Thank you for engaging my point. I will say, you are not bad. In fact you are reasonable- as some others wanted to exclusively focus on that. Few other posters and I even commented you were too reasonable. Please take this as free feedback from people who can both see your oversight and that the bloke is a right pain.
Thank you for identifying where you went totally wrong - not documenting everything. However, I have seen worse mistakes than that.
The good thing is that, even as your conversations with him were not properly focused on the issue (data production- perhaps because you failed to spot what the issue was causing him delays) but only on 'giving extensions' (you still don't say you would have recognised that he was doing a wrong task had you taken 15 mins to just have a quick glance); instead of also not checking the task was on teh right track. Or are you new in your field/ role that you couldn't have spotted a presentation from 'data' a mile off? If so, you need to work on your hard skills too.

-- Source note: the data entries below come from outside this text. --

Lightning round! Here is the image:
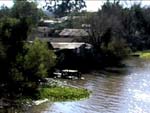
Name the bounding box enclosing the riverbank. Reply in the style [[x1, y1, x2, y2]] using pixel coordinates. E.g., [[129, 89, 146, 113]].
[[131, 50, 150, 59], [0, 78, 91, 112]]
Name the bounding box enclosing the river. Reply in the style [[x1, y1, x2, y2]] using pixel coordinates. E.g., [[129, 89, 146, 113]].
[[22, 58, 150, 113]]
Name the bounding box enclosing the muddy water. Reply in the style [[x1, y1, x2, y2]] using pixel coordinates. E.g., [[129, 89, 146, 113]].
[[29, 58, 150, 113]]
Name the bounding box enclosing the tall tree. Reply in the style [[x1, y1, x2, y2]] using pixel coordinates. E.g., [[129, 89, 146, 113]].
[[44, 0, 86, 17]]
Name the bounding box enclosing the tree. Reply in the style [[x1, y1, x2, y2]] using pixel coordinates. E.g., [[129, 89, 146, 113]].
[[11, 0, 41, 25], [11, 39, 56, 93], [0, 5, 11, 18], [44, 0, 86, 17]]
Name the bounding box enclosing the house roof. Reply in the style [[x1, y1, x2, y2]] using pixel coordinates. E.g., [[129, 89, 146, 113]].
[[51, 42, 92, 49], [37, 26, 50, 33], [35, 37, 74, 42], [59, 29, 88, 37]]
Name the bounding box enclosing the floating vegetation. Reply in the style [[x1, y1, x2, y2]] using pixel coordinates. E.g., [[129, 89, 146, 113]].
[[38, 86, 90, 101]]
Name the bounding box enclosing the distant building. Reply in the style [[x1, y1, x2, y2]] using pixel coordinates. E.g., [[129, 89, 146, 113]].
[[59, 29, 88, 37], [51, 42, 92, 54]]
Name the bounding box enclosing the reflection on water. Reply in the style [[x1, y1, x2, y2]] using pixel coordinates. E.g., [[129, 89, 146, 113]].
[[29, 59, 150, 113]]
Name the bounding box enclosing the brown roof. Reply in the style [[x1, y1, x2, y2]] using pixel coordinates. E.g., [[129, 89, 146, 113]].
[[51, 42, 92, 49], [59, 29, 88, 37]]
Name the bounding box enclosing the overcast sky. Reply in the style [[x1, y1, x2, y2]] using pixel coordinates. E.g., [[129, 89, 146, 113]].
[[0, 0, 150, 11]]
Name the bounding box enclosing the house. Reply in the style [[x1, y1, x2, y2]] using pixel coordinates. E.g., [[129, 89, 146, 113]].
[[59, 29, 88, 37], [51, 42, 92, 53]]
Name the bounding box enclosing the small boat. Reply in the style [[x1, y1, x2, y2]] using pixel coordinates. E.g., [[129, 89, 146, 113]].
[[53, 69, 81, 79], [62, 69, 81, 78]]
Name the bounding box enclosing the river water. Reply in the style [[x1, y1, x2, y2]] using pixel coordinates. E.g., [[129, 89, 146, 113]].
[[29, 58, 150, 113]]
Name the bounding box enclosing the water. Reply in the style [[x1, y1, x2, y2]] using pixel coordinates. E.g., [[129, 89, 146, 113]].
[[26, 59, 150, 113]]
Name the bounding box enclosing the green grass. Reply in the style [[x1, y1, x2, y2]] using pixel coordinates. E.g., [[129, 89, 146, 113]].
[[38, 86, 90, 101], [133, 50, 150, 59]]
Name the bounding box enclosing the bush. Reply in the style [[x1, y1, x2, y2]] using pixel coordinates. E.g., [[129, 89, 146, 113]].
[[11, 39, 56, 92]]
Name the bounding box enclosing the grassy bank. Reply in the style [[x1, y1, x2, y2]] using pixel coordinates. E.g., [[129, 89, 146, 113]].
[[38, 86, 90, 101], [133, 50, 150, 59]]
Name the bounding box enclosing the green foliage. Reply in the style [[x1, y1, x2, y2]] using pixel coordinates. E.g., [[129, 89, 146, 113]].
[[132, 50, 150, 59], [44, 0, 86, 17], [38, 87, 90, 101], [11, 0, 42, 25], [23, 39, 56, 77]]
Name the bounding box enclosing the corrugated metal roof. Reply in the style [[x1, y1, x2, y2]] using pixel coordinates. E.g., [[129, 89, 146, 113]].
[[59, 29, 88, 37], [51, 42, 92, 49]]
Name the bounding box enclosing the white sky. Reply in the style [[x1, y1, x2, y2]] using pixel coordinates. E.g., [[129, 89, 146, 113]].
[[0, 0, 150, 11]]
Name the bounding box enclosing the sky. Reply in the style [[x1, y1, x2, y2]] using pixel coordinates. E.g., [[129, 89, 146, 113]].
[[0, 0, 150, 11]]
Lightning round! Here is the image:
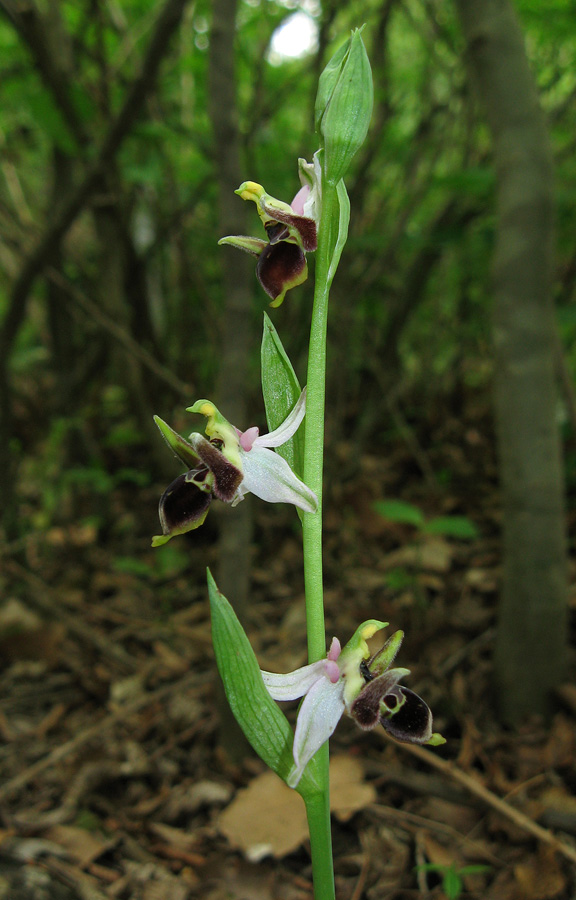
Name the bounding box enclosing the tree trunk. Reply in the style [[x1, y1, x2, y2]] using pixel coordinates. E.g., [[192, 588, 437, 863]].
[[456, 0, 567, 722]]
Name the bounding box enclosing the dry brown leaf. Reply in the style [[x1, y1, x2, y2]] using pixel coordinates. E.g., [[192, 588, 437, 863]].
[[218, 755, 376, 862], [218, 772, 308, 862], [514, 847, 566, 900], [330, 754, 376, 822], [421, 831, 462, 866], [44, 825, 109, 869], [382, 537, 455, 572]]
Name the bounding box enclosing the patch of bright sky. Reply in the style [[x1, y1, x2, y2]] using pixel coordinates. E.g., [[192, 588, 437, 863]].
[[267, 0, 320, 66]]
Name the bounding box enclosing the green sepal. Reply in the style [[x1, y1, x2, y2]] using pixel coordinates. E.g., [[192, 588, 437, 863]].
[[327, 179, 350, 287], [316, 29, 374, 185], [208, 569, 318, 798], [370, 631, 402, 678], [314, 38, 351, 132], [261, 313, 304, 478], [154, 416, 200, 472], [218, 234, 268, 256]]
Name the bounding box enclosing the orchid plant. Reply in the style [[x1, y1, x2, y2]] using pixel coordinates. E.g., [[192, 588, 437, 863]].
[[153, 31, 444, 900]]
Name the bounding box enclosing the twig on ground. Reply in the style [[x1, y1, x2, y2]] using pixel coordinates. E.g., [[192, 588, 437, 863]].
[[402, 744, 576, 863], [0, 672, 199, 802]]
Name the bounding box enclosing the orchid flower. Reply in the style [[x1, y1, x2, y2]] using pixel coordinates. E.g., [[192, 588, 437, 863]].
[[262, 619, 444, 787], [152, 389, 318, 547], [218, 157, 320, 307]]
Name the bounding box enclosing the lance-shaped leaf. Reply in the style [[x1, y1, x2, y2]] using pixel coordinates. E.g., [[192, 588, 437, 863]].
[[208, 571, 318, 798], [261, 313, 304, 478]]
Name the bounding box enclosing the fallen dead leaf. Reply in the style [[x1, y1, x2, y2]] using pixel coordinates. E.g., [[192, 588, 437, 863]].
[[330, 753, 376, 822], [514, 847, 566, 900], [218, 755, 376, 862], [218, 772, 308, 862], [382, 537, 454, 572], [44, 825, 110, 869]]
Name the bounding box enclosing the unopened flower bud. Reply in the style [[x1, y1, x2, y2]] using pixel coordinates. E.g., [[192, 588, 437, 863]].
[[315, 29, 374, 184]]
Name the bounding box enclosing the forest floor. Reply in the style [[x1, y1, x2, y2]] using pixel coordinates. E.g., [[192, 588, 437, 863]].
[[0, 400, 576, 900]]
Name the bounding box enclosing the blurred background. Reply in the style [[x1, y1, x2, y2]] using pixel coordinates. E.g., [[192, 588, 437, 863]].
[[0, 0, 576, 900]]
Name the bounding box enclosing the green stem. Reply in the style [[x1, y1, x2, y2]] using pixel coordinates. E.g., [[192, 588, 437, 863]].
[[303, 183, 338, 900]]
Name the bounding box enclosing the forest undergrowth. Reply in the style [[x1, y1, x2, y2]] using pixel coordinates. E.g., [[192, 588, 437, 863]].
[[0, 394, 576, 900]]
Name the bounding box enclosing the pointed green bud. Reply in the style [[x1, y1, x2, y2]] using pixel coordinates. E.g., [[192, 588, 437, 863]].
[[315, 29, 374, 184]]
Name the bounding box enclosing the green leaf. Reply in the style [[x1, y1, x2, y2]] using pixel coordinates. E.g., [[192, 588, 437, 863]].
[[261, 313, 304, 478], [328, 179, 350, 287], [208, 570, 318, 796], [423, 516, 478, 541], [442, 866, 462, 900], [373, 500, 424, 528]]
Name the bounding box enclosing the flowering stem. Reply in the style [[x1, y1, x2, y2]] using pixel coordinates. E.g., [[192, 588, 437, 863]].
[[303, 179, 338, 900]]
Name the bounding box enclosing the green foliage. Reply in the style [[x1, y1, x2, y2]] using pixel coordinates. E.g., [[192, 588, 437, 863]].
[[0, 0, 576, 539], [373, 500, 478, 541], [261, 313, 304, 477], [416, 863, 491, 900], [208, 572, 315, 796]]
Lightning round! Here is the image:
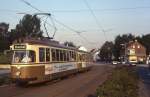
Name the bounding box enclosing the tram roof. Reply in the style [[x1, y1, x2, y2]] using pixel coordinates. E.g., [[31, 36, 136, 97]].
[[14, 38, 86, 52]]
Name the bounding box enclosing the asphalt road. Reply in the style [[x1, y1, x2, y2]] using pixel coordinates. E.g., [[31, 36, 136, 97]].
[[137, 64, 150, 97], [0, 64, 114, 97]]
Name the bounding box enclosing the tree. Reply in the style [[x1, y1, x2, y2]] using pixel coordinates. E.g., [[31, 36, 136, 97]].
[[64, 41, 76, 47], [113, 34, 135, 60], [99, 41, 114, 62], [0, 22, 10, 52]]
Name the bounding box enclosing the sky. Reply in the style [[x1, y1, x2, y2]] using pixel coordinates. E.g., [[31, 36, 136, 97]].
[[0, 0, 150, 50]]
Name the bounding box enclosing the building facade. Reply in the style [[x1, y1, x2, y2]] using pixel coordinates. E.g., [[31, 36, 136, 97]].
[[126, 40, 146, 63]]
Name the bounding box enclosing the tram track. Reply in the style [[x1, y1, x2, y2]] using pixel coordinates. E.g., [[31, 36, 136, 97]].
[[0, 65, 113, 97]]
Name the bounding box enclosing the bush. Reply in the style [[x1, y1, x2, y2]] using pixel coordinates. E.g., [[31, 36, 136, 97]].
[[97, 67, 138, 97]]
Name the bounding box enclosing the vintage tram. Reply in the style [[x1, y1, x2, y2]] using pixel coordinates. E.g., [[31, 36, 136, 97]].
[[10, 38, 92, 84]]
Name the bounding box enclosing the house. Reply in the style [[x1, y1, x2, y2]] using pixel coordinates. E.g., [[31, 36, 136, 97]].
[[126, 40, 146, 63]]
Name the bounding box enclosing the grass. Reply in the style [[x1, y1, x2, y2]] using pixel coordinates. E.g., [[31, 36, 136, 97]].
[[97, 67, 138, 97]]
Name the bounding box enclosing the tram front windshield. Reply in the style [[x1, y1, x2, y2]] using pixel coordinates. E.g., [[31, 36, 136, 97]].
[[12, 50, 35, 63]]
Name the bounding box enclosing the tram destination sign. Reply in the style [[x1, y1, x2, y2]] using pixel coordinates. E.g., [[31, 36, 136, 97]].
[[14, 45, 26, 49]]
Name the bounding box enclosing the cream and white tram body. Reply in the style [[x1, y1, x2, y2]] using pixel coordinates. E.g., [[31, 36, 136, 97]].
[[10, 39, 92, 84]]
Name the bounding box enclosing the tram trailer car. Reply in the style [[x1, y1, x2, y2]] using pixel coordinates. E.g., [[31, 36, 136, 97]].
[[10, 39, 92, 84]]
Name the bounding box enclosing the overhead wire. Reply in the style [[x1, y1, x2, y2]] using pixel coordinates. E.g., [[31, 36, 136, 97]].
[[18, 0, 94, 43], [83, 0, 107, 41], [20, 0, 57, 38]]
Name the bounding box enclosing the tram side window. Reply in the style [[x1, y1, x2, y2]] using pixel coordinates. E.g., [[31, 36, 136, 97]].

Managing people is not easy. It is why, I refused a big promotion and lots of money, within 3 years of experience and I could do the job, because I was determined I wanted to continue picking up more skills in another specific practice area, in addition to that I was expert in, so I would be self-employed at a later stage as I too disliked being employed, but rather wanted to focus on delivering on actual issues.
I am a lawyer. That means, keeping accurate records of all interactions is part of my day job. So we get to learn to do it, in 5 mins. I can however confidently say keeping records is part and parcel of managing others. In a situation like this, you ought to also share your notes (or one of them) in an email to the bloke so he can comment if he doesn't agree. I am sure there was a stage where you lost confidence in what he was doing, hence you decided to just get on with your preparation of the presentation without his data. AT this point, a bit more was required from you, instead of a shrug or annoyance and 'getting on with it.'
I have some good news for you though, why I took the time to write fully. HR are unlikely to come back to you, mainly because you have evidence that you spoke to the bloke many times. That is enough (at least for now). But your line manager, should be sending this post I have just made for you. There is no reason why you should not be believed. I hope though, that you didn't follow the earlier advice of quick points in your reply, (you had not sufficiently said you spoke many times), as that is what HR need to hear about. And if they do come back to you, it will be for more content of those conversations.
Hard lesson, but I feel you have/ will learn(t) from it. Don't overlook hard skills, if you need to address that too- your line manager should be able to point that out to you, if perhaps you cannot see it and it contributed to this oversight. HR might take a different approach to a similar complaint from same bloke about you, so watch out.